The crowd exhaled as one. Someone’s glass slipped from nerveless fingers and shattered against the obsidian floor, but the sound barely registered. The air itself seemed to kneel before her.

Every gaze, every heart, every half-held breath... belonged to her now.

The musicians forgot themselves; their bows hung suspended over strings that refused to sing. Even the Eternal Pyre flickered in hesitation, as though unsure how to compete.

Caelen, halfway through an argument that could have toppled kingdoms, stopped mid-word. His lips parted, breath caught, anger snuffed out by something older than love... buried within him... something closer to reverence or ruin.

Ophelia froze, her pulse a wild thing beneath her pearls. She had prepared herself for this, had promised not to compare, not to look, but how could she not? Before her stood not merely a queen, but an omen wrapped in silk and flame.

And Soren—oh, dear reader, Soren...

The Ice Emperor, the creature of restraint and poise, went utterly still. The laughter died on his lips. Every ounce of practiced charm, every mask, every frosted wall of self-control. . .gone.

He could not have moved if the world had begged him to.

His pupils dilated, his throat worked once, twice, as if words had betrayed him. His chest rose sharply, an involuntary breath drawn too deep, too full of her.

He did not blink.

Not once.

It was as if he feared she might vanish if he dared.

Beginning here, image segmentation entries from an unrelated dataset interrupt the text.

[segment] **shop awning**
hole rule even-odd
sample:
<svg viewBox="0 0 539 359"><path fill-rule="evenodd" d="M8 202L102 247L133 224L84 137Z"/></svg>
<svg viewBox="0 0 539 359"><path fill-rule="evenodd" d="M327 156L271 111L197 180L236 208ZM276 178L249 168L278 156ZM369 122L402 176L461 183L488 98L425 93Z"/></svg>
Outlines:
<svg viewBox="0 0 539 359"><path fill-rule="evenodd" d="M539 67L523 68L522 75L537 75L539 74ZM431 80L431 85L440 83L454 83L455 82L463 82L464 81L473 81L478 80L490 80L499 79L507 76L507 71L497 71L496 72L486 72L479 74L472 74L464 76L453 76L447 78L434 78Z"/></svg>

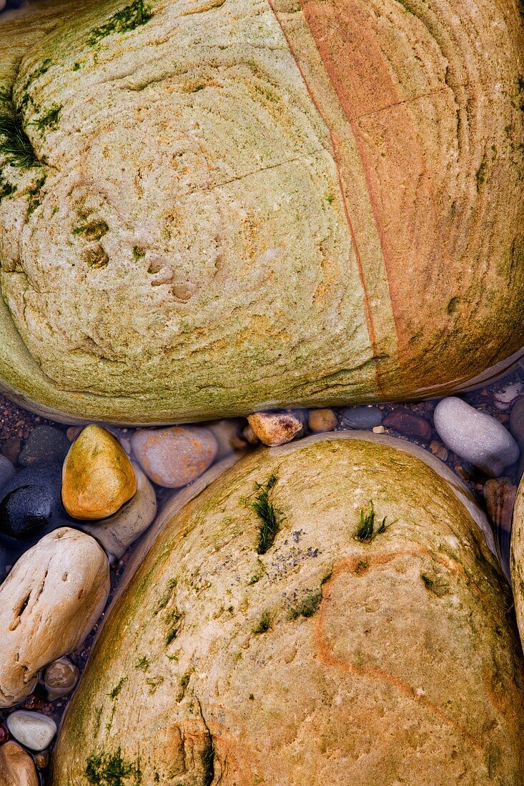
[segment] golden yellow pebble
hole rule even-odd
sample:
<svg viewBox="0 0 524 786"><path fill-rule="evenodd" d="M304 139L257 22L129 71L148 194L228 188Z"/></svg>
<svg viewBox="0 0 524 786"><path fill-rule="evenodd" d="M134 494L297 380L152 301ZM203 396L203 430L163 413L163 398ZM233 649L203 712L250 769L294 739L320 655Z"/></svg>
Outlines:
<svg viewBox="0 0 524 786"><path fill-rule="evenodd" d="M105 519L135 492L135 470L120 443L101 426L86 426L62 469L62 502L69 516Z"/></svg>

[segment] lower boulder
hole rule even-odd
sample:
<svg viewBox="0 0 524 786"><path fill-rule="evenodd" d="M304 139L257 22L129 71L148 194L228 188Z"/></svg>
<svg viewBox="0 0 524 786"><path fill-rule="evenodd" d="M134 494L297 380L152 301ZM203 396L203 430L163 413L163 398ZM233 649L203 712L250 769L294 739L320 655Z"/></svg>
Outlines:
<svg viewBox="0 0 524 786"><path fill-rule="evenodd" d="M374 436L261 448L175 502L53 786L522 783L523 663L485 519L437 460Z"/></svg>

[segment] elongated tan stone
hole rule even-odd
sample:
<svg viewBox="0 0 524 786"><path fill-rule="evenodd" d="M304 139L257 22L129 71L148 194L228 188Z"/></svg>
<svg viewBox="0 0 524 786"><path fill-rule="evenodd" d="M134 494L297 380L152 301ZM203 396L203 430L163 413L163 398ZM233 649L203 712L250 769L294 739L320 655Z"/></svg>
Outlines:
<svg viewBox="0 0 524 786"><path fill-rule="evenodd" d="M0 157L6 390L172 423L447 393L515 358L512 0L122 6L0 20L42 164Z"/></svg>
<svg viewBox="0 0 524 786"><path fill-rule="evenodd" d="M11 740L0 746L0 783L2 786L39 786L32 758Z"/></svg>
<svg viewBox="0 0 524 786"><path fill-rule="evenodd" d="M40 669L81 644L109 593L107 556L83 532L55 530L20 556L0 586L0 707L22 701Z"/></svg>
<svg viewBox="0 0 524 786"><path fill-rule="evenodd" d="M447 468L339 432L211 472L137 555L65 715L52 786L117 765L131 784L138 772L185 786L519 783L509 588Z"/></svg>
<svg viewBox="0 0 524 786"><path fill-rule="evenodd" d="M136 492L136 476L118 439L101 426L86 426L62 469L62 502L75 519L105 519Z"/></svg>

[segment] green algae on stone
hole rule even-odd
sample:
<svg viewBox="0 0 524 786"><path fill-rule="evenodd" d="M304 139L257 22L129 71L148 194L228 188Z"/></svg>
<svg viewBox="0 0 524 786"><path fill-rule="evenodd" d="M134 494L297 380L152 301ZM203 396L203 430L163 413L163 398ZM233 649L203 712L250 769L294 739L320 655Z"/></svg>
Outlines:
<svg viewBox="0 0 524 786"><path fill-rule="evenodd" d="M106 35L130 32L149 22L152 17L151 7L145 3L144 0L135 0L129 6L114 13L104 24L92 30L89 34L87 42L94 46Z"/></svg>

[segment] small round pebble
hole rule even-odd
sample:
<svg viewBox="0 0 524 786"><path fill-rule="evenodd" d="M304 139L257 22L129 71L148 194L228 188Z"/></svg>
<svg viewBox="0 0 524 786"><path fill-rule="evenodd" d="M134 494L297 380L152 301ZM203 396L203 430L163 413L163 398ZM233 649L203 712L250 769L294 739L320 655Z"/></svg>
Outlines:
<svg viewBox="0 0 524 786"><path fill-rule="evenodd" d="M349 406L342 411L340 422L346 428L373 428L382 422L382 412L378 406Z"/></svg>
<svg viewBox="0 0 524 786"><path fill-rule="evenodd" d="M78 682L79 670L68 658L59 658L50 663L43 673L42 682L51 701L67 696Z"/></svg>
<svg viewBox="0 0 524 786"><path fill-rule="evenodd" d="M186 486L202 475L218 451L208 428L172 426L141 428L131 438L133 453L153 483L168 488Z"/></svg>
<svg viewBox="0 0 524 786"><path fill-rule="evenodd" d="M61 464L68 450L69 440L64 432L54 426L37 426L29 435L22 448L18 463L21 467L34 464Z"/></svg>
<svg viewBox="0 0 524 786"><path fill-rule="evenodd" d="M312 432L322 434L336 428L338 418L333 410L312 410L308 417L308 424Z"/></svg>
<svg viewBox="0 0 524 786"><path fill-rule="evenodd" d="M0 454L0 490L14 477L15 472L16 470L9 458Z"/></svg>
<svg viewBox="0 0 524 786"><path fill-rule="evenodd" d="M518 446L502 424L456 396L439 402L434 419L445 445L486 475L500 475L518 458Z"/></svg>
<svg viewBox="0 0 524 786"><path fill-rule="evenodd" d="M27 467L0 492L0 540L28 543L63 520L58 465Z"/></svg>
<svg viewBox="0 0 524 786"><path fill-rule="evenodd" d="M52 718L28 710L15 710L8 715L6 723L15 740L30 751L44 751L57 733Z"/></svg>

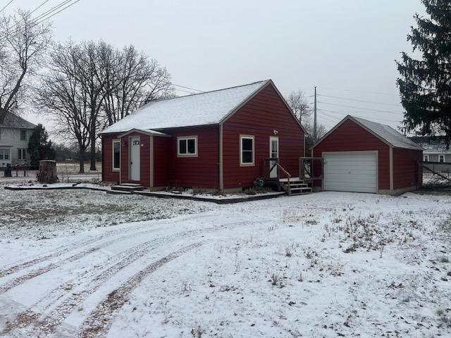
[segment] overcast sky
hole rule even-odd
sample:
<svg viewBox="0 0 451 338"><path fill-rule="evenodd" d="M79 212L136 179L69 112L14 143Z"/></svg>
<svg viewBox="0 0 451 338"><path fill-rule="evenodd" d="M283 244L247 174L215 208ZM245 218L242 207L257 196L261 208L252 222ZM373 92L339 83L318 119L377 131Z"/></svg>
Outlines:
<svg viewBox="0 0 451 338"><path fill-rule="evenodd" d="M5 12L43 1L14 0ZM327 127L348 113L396 127L395 59L412 50L406 36L416 12L424 13L420 0L80 0L51 20L56 40L135 45L175 84L208 91L271 78L283 94L300 89L309 102L316 85Z"/></svg>

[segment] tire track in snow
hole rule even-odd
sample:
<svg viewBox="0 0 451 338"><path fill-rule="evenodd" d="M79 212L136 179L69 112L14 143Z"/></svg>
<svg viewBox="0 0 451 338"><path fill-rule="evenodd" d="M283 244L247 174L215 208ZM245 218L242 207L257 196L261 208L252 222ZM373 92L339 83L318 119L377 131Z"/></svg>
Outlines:
<svg viewBox="0 0 451 338"><path fill-rule="evenodd" d="M110 292L85 320L78 336L83 338L104 337L111 326L113 318L128 300L132 292L144 278L164 264L202 244L202 242L198 242L189 245L159 259Z"/></svg>
<svg viewBox="0 0 451 338"><path fill-rule="evenodd" d="M172 220L172 221L167 220L167 221L161 222L158 225L159 225L161 224L173 224L173 223L177 223L180 222L185 222L187 220L190 220L192 218L197 219L197 218L208 218L208 217L211 217L211 215L197 215L197 217L196 215L193 215L191 217L185 218L182 220ZM152 220L149 220L152 221ZM139 221L139 222L145 222L145 220ZM76 250L77 249L79 249L82 246L85 246L87 245L92 244L92 243L101 241L102 239L116 236L121 233L123 233L124 231L135 231L135 230L139 230L141 227L142 226L137 225L137 226L132 227L131 229L126 229L126 230L118 229L116 230L110 231L106 234L104 234L98 237L94 237L93 238L90 238L87 239L81 239L80 241L75 242L74 243L72 243L69 245L61 246L59 248L57 248L56 249L56 251L49 251L47 254L43 254L44 256L38 256L30 261L25 261L25 262L17 263L14 265L10 266L9 268L4 268L3 270L0 270L0 278L2 277L6 277L8 275L11 275L11 273L17 273L22 270L25 270L35 264L38 264L45 261L48 261L49 259L52 259L58 256L62 256L71 251ZM141 232L138 232L137 234L141 234ZM119 240L121 240L121 239L123 239L123 238L120 239ZM1 292L0 291L0 292Z"/></svg>
<svg viewBox="0 0 451 338"><path fill-rule="evenodd" d="M185 220L180 220L179 222L183 222ZM138 237L141 235L143 234L147 234L149 233L152 233L152 232L154 232L159 230L161 230L162 229L164 229L163 227L153 227L152 229L148 229L147 230L143 230L143 231L139 231L137 232L133 232L132 234L129 234L125 236L122 236L121 237L118 237L113 239L111 239L110 241L106 242L104 243L102 243L99 245L98 245L97 246L94 246L93 248L90 248L87 250L85 250L83 251L79 252L75 255L73 255L70 257L67 257L67 258L61 258L59 261L56 261L56 262L54 262L54 263L51 263L49 264L48 264L47 265L43 266L42 268L39 268L36 270L34 270L32 271L30 271L30 273L17 277L16 278L13 278L11 280L10 280L9 281L6 282L6 283L1 284L0 285L0 294L6 292L7 291L13 289L13 287L17 287L18 285L20 285L25 282L27 282L29 280L31 280L35 277L39 276L44 273L48 273L49 271L56 269L57 268L59 268L60 266L62 266L68 263L71 263L75 261L77 261L78 259L80 259L90 254L92 254L94 252L96 252L99 250L100 250L101 249L104 249L105 247L109 246L112 244L114 244L116 243L118 243L119 242L125 240L125 239L130 239L130 238L133 238L133 237ZM108 238L108 237L106 237ZM95 242L95 241L94 241ZM98 242L98 239L97 241ZM60 255L61 256L61 255Z"/></svg>
<svg viewBox="0 0 451 338"><path fill-rule="evenodd" d="M171 242L178 238L186 238L187 237L193 237L196 234L202 235L203 234L208 234L218 230L230 230L235 227L237 227L240 225L260 223L261 222L264 222L264 220L245 221L228 224L226 223L209 228L201 228L179 232L172 235L160 237L152 241L142 243L135 246L134 248L127 249L125 252L119 254L118 255L109 258L111 260L119 256L120 259L121 259L117 263L110 266L106 270L102 271L93 280L87 282L86 283L87 287L82 292L79 293L73 293L71 296L65 299L61 303L60 303L55 309L51 311L50 314L47 315L44 319L39 320L42 314L33 311L32 308L37 306L39 303L48 301L48 299L46 297L38 301L38 303L32 306L25 311L18 314L11 321L8 321L6 323L6 328L1 333L7 334L16 330L23 329L30 326L34 326L36 327L36 328L35 330L34 330L32 334L31 334L31 337L47 337L48 334L54 333L57 329L58 326L67 318L67 316L69 315L70 313L72 313L73 311L77 306L78 306L84 300L85 300L89 295L91 295L99 288L100 288L105 281L111 277L116 273L118 273L122 269L128 266L130 264L134 263L144 255L149 254L149 252L150 252L152 250L161 246L161 244ZM87 273L87 275L89 275L89 273ZM78 277L76 278L78 279ZM68 283L65 283L61 285L50 293L50 295L53 294L53 297L56 299L54 302L51 302L47 306L45 306L45 309L50 308L51 305L54 304L59 299L63 298L65 294L66 294L68 292L70 292L70 289L68 290L67 287L68 286ZM59 293L59 294L58 294L58 293Z"/></svg>

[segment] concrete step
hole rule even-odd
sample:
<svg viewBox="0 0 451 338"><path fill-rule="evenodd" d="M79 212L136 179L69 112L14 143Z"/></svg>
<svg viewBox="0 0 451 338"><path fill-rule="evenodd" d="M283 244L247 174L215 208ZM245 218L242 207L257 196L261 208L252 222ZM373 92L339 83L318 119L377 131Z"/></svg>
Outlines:
<svg viewBox="0 0 451 338"><path fill-rule="evenodd" d="M285 187L288 187L288 184L284 184ZM292 188L305 188L307 187L308 187L308 184L307 183L296 183L295 184L290 184L290 187L291 187L291 189Z"/></svg>
<svg viewBox="0 0 451 338"><path fill-rule="evenodd" d="M142 185L139 183L121 183L121 184L116 185L125 185L126 187L142 187Z"/></svg>
<svg viewBox="0 0 451 338"><path fill-rule="evenodd" d="M135 192L137 190L144 190L144 189L145 187L144 185L135 184L135 183L124 183L123 184L116 184L111 187L111 190L118 190L121 192Z"/></svg>

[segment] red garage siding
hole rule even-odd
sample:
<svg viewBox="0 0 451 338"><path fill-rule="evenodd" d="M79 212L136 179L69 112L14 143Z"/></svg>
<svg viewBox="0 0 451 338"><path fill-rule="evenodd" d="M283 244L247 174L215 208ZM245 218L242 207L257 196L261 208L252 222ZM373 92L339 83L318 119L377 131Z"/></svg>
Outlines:
<svg viewBox="0 0 451 338"><path fill-rule="evenodd" d="M117 134L109 134L101 137L101 180L119 182L119 171L113 171L113 140Z"/></svg>
<svg viewBox="0 0 451 338"><path fill-rule="evenodd" d="M347 120L314 148L314 157L323 151L374 151L378 154L379 189L390 189L390 146L354 122ZM319 173L316 173L318 174ZM315 182L321 186L321 182Z"/></svg>
<svg viewBox="0 0 451 338"><path fill-rule="evenodd" d="M423 161L423 151L393 149L393 189L421 187L419 163ZM422 173L422 170L421 170Z"/></svg>
<svg viewBox="0 0 451 338"><path fill-rule="evenodd" d="M277 130L277 135L273 131ZM240 165L240 135L255 137L255 165ZM262 159L269 157L269 137L279 137L280 165L297 176L304 156L304 132L271 85L260 91L223 125L224 189L246 187L261 177Z"/></svg>

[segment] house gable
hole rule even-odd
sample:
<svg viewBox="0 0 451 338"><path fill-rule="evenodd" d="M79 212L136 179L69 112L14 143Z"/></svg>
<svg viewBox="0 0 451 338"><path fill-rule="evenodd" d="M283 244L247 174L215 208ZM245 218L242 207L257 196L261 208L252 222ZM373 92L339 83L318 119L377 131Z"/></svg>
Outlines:
<svg viewBox="0 0 451 338"><path fill-rule="evenodd" d="M240 165L240 136L254 137L254 165ZM269 156L269 137L278 137L280 165L298 175L304 156L304 130L272 82L241 105L222 123L223 188L251 187L262 175L262 158Z"/></svg>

The flames around the room reflected in his eyes, and for one perfect, blasphemous second, it looked as though ice itself had caught fire.

Every man envied her.

Every woman feared her.

And Soren Nivarre... he worshipped her.

Eris reached the final step, her chin lifted, her expression the serene indifference of gods who do not deign to be adored, only obeyed.

And in that breathtaking stillness, when no one dared so much as exhale, she smiled... slowly, faintly, dangerously.

The kind of smile that promised salvation to the brave, and ruin to the rest.

Ah, yes. The Queen had arrived.

And somewhere in that vast hall of glittering eyes and gilded lies, fate itself sighed, realizing it had just been set aflame.